VMs got down While running a backup

roger cheng · Sep 2, 2023

One of our VMs got down While running a backup for a VM from the proxmox, May I know what would be the possible reason?

pos-sudo · Sep 2, 2023

Hello,

This is most likely that you haven't choose for snapshot as backup option. But I am guessing right now. Could you please provide an image of how you create an backup and the usage statistics of the host while running an backup?

powersupport · Sep 2, 2023

Backups for the VMS are configured to run on PBS and the resource usage hits maximum while running the backup.

powersupport · Sep 6, 2023

Hi,

Please see the attached screenshot, We chose the snapshot option, but somehow when the backup running the VM resource usage hit maximum, and it stuck with no response, so we had to restart the VM to work

Thank you

pos-sudo · Sep 6, 2023

powersupport said:
Hi,

Please see the attached screenshot, We chose the snapshot option, but somehow when the backup running the VM resource usage hit maximum, and it stuck with no response, so we had to restart the VM to work

Thank you

That's a good one, you haven't run out of resources on node I think?

powersupport · Sep 6, 2023

Node has enough resources available. Please see the attached screenshot.

fiona · Sep 7, 2023

Hi,
please share the output of pveversion -v, the VM configuration, the full backup log and the system log/journal from around the time the issue occurred.

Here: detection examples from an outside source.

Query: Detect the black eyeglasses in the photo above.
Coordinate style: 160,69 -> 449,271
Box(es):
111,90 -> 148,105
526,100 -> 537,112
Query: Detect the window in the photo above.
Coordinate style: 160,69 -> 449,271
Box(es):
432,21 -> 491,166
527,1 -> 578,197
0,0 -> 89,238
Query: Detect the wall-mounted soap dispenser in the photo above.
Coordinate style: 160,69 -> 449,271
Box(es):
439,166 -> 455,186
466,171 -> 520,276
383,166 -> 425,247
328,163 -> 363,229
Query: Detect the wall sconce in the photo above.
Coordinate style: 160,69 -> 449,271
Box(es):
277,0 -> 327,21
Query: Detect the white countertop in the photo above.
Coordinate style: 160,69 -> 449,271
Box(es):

powersupport · Sep 7, 2023

>full backup log and the system log/journal from around the time the issue
May I know If it is possible to get the VM based log ? If yes, could you please provide the steps?

++++++++
root@example:~# pveversion -v
proxmox-ve: 8.0.1 (running kernel: 6.2.16-4-pve)
pve-manager: 8.0.3 (running version: 8.0.3/bbf3993334bfa916)
pve-kernel-6.2: 8.0.3
pve-kernel-5.15: 7.4-4
pve-kernel-5.13: 7.1-9
pve-kernel-5.4: 6.4-7
pve-kernel-6.2.16-4-pve: 6.2.16-5
pve-kernel-5.3: 6.1-6
pve-kernel-5.15.108-1-pve: 5.15.108-1
pve-kernel-5.15.85-1-pve: 5.15.85-1
pve-kernel-5.15.39-1-pve: 5.15.39-1
pve-kernel-5.13.19-6-pve: 5.13.19-15
pve-kernel-5.13.19-1-pve: 5.13.19-3
pve-kernel-5.4.143-1-pve: 5.4.143-1
pve-kernel-5.4.140-1-pve: 5.4.140-1
pve-kernel-5.4.128-1-pve: 5.4.128-2
pve-kernel-5.4.106-1-pve: 5.4.106-1
pve-kernel-5.4.78-2-pve: 5.4.78-2
pve-kernel-5.4.65-1-pve: 5.4.65-1
pve-kernel-5.4.44-1-pve: 5.4.44-1
pve-kernel-5.4.41-1-pve: 5.4.41-1
pve-kernel-5.3.18-3-pve: 5.3.18-3
pve-kernel-5.3.10-1-pve: 5.3.10-1
ceph: 17.2.6-pve1+3
ceph-fuse: 17.2.6-pve1+3
corosync: 3.1.7-pve3
criu: 3.17.1-2
glusterfs-client: 10.3-5
ifupdown: residual config
ifupdown2: 3.2.0-1+pmx3
ksm-control-daemon: 1.4-1
libjs-extjs: 7.0.0-3
libknet1: 1.25-pve1
libproxmox-acme-perl: 1.4.6
libproxmox-backup-qemu0: 1.4.0
libproxmox-rs-perl: 0.3.0
libpve-access-control: 8.0.3
libpve-apiclient-perl: 3.3.1
libpve-common-perl: 8.0.6
libpve-guest-common-perl: 5.0.3
libpve-http-server-perl: 5.0.4
libpve-rs-perl: 0.8.4
libpve-storage-perl: 8.0.2
libqb0: 1.0.5-1
libspice-server1: 0.15.1-1
lvm2: 2.03.16-2
lxc-pve: 5.0.2-4
lxcfs: 5.0.3-pve3
novnc-pve: 1.4.0-2
proxmox-backup-client: 3.0.1-1
proxmox-backup-file-restore: 3.0.1-1
proxmox-kernel-helper: 8.0.2
proxmox-mail-forward: 0.2.0
proxmox-mini-journalreader: 1.4.0
proxmox-offline-mirror-helper: 0.6.2
proxmox-widget-toolkit: 4.0.6
pve-cluster: 8.0.2
pve-container: 5.0.4
pve-docs: 8.0.4
pve-edk2-firmware: 3.20230228-4
pve-firewall: 5.0.3
pve-firmware: 3.7-1
pve-ha-manager: 4.0.2
pve-i18n: 3.0.5
pve-qemu-kvm: 8.0.2-3
pve-xtermjs: 4.16.0-3
qemu-server: 8.0.6
smartmontools: 7.3-pve1
spiceterm: 3.3.0
swtpm: 0.8.0+pve1
vncterm: 1.8.0
zfsutils-linux: 2.1.12-pve1

fiona · Sep 8, 2023

powersupport said:
>full backup log and the system log/journal from around the time the issue
May I know If it is possible to get the VM based log ? If yes, could you please provide the steps?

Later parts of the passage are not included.